Elevated Commercial Rate Alert (Value-Gap)
The negotiated rate at this facility is 523% of the Medicare baseline (a markup of 423%). Patients with high-deductible plans or out-of-network benefits may face excessive out-of-pocket costs.
Out-of-Pocket Cost Estimator
Estimate whether it is more economical to use your insurance or pay the upfront self-pay cash rate.
Commercial Insurance Negotiated Rates
Negotiated contract ranges established by major commercial carriers at this facility.

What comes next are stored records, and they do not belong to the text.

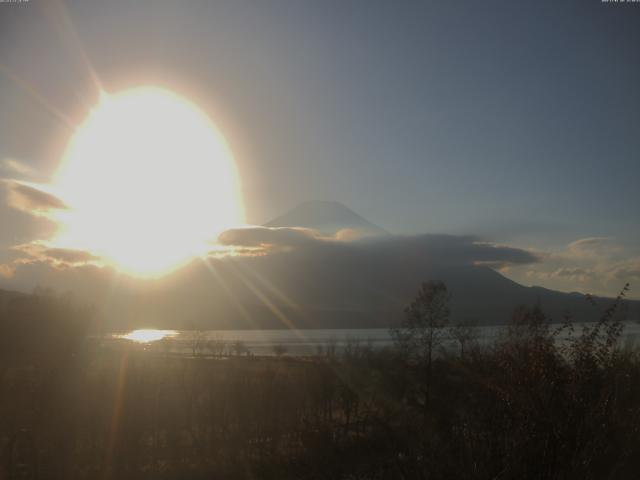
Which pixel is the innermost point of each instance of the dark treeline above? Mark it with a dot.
(541, 402)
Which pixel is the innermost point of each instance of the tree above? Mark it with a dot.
(464, 333)
(424, 327)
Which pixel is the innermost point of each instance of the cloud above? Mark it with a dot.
(598, 265)
(271, 239)
(7, 271)
(32, 200)
(592, 247)
(16, 167)
(436, 249)
(59, 257)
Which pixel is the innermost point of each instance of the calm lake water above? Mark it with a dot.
(299, 342)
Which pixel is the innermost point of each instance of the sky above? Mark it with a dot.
(516, 122)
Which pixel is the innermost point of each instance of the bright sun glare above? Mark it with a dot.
(150, 181)
(149, 335)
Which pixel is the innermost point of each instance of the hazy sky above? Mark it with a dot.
(515, 121)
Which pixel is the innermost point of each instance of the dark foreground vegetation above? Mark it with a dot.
(527, 406)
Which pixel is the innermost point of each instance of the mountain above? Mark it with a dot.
(326, 217)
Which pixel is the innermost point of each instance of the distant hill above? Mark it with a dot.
(326, 217)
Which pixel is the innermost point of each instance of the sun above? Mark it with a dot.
(150, 181)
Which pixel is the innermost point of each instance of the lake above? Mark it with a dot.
(298, 342)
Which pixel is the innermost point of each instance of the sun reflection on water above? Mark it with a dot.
(148, 335)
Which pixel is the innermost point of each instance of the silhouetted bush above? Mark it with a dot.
(540, 402)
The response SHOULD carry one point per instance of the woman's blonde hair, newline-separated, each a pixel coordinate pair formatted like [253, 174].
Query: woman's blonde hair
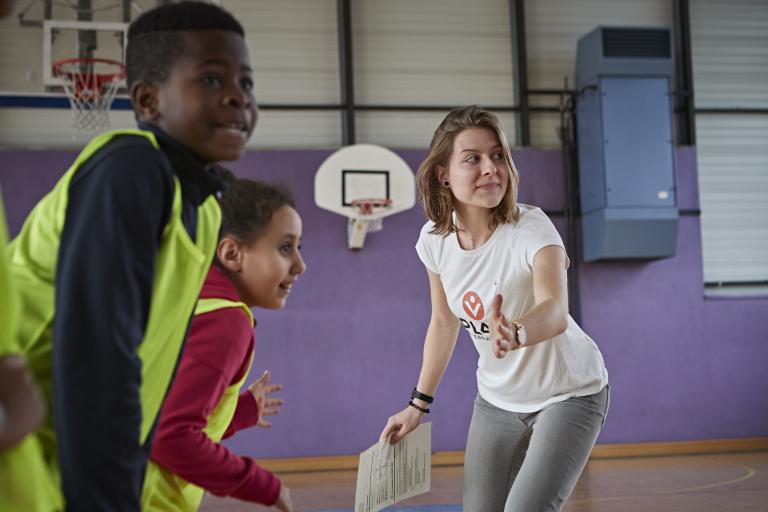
[436, 198]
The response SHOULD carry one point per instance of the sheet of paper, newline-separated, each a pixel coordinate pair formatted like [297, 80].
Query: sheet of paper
[388, 474]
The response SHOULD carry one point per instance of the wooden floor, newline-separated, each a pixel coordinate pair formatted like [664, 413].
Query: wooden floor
[700, 483]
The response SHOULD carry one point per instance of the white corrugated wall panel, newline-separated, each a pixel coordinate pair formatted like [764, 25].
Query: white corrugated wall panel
[293, 47]
[730, 67]
[429, 52]
[730, 53]
[49, 127]
[552, 29]
[432, 52]
[733, 188]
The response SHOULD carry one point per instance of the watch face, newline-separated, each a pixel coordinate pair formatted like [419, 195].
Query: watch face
[521, 338]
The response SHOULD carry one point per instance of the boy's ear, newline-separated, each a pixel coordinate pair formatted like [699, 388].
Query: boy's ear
[145, 100]
[230, 255]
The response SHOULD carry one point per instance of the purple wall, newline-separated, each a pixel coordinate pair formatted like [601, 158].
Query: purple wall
[348, 345]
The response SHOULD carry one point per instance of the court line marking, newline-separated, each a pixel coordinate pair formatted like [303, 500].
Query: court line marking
[749, 473]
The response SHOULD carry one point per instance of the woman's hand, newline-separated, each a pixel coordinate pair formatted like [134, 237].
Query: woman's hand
[400, 424]
[261, 389]
[502, 330]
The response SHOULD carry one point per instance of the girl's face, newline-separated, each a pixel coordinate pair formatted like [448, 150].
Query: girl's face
[271, 265]
[477, 173]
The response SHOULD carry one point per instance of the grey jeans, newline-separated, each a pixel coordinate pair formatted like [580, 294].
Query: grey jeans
[529, 462]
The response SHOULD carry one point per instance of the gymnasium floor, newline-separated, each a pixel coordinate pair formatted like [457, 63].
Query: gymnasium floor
[700, 483]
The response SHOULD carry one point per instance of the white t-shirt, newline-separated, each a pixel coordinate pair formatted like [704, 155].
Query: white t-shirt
[528, 379]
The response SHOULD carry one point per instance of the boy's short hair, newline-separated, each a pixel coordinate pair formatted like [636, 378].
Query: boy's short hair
[247, 206]
[156, 39]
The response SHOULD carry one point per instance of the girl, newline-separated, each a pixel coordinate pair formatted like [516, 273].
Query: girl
[257, 263]
[499, 269]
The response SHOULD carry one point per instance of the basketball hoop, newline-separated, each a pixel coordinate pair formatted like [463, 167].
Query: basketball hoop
[366, 206]
[91, 85]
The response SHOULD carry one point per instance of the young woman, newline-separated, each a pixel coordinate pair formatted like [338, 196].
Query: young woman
[498, 268]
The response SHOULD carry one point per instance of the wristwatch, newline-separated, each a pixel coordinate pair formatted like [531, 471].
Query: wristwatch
[520, 335]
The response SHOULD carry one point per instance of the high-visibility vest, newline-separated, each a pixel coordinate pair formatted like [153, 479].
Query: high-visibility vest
[24, 482]
[165, 491]
[180, 269]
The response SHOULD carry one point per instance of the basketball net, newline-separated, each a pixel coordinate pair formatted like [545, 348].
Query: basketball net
[366, 221]
[91, 85]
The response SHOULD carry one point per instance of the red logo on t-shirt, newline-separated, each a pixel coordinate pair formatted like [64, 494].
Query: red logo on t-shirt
[473, 306]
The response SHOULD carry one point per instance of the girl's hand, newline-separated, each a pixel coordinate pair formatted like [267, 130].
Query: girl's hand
[502, 330]
[284, 503]
[20, 397]
[261, 389]
[400, 424]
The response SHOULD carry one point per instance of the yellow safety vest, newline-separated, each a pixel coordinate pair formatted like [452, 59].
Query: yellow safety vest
[24, 482]
[165, 491]
[180, 269]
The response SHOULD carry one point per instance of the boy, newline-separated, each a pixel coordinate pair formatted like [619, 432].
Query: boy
[110, 263]
[258, 261]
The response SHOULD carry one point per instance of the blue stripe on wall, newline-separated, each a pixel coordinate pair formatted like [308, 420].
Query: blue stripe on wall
[20, 101]
[420, 508]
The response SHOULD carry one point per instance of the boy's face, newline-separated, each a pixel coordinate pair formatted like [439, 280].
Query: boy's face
[207, 102]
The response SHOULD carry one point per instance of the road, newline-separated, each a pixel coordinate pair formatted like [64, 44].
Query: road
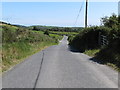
[60, 67]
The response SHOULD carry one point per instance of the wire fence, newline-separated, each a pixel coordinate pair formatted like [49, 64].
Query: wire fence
[103, 40]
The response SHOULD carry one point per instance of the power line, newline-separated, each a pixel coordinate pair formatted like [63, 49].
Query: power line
[79, 13]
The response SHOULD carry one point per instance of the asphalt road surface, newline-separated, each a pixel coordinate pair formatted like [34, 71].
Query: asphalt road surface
[60, 67]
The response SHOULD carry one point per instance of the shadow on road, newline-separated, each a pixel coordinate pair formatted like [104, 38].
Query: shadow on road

| Carrier / Plan Group | Contract Rate Range | vs. Medicare Reference |
|---|---|---|
| Blue Cross Blue Shield | $54 | 523% |
Consumer Guidance & Cost Commentary
For the CPT code 87040 (Culture, blood) at Norton County Hospital in Norton, KS, the cash median price is $62.00, which is lower than the facility's negotiated rate of $54.00 and significantly below the state average of $88.00. This service is provided by a Critical Access Hospital owned by the local government, and while Blue Cross Blue Shield has a single plan with a negotiated rate of $54.00, patients with high-deductible plans may find paying the cash price of $62.00 more cost-effective if their insurance allowed amount exceeds this figure. Since the facility is a Critical Access Hospital, patients should verify whether "self-pay" or "prompt-pay" discounts are available before scheduling, as these upfront incentives can further reduce the final cost.
It is important to understand that commercial negotiated rates often include administrative overhead and do not represent the lowest possible price for a patient. While the No Surprises Act protects patients from balance billing for out-of-network services at in-network facilities, patients should still request an itemized bill to ensure no unbundled codes or services not rendered are included. Given that over 80% of hospital bills contain errors, consumers are advised to dispute any discrepancies in writing rather than accepting summary bills. Furthermore, comparing the facility's pricing to the Medicare benchmark of $10.32 reveals the true cost baseline, showing that the cash price of $62.00 is approximately six times the Medicare rate, which helps contextualize the facility's pricing structure against federal standards.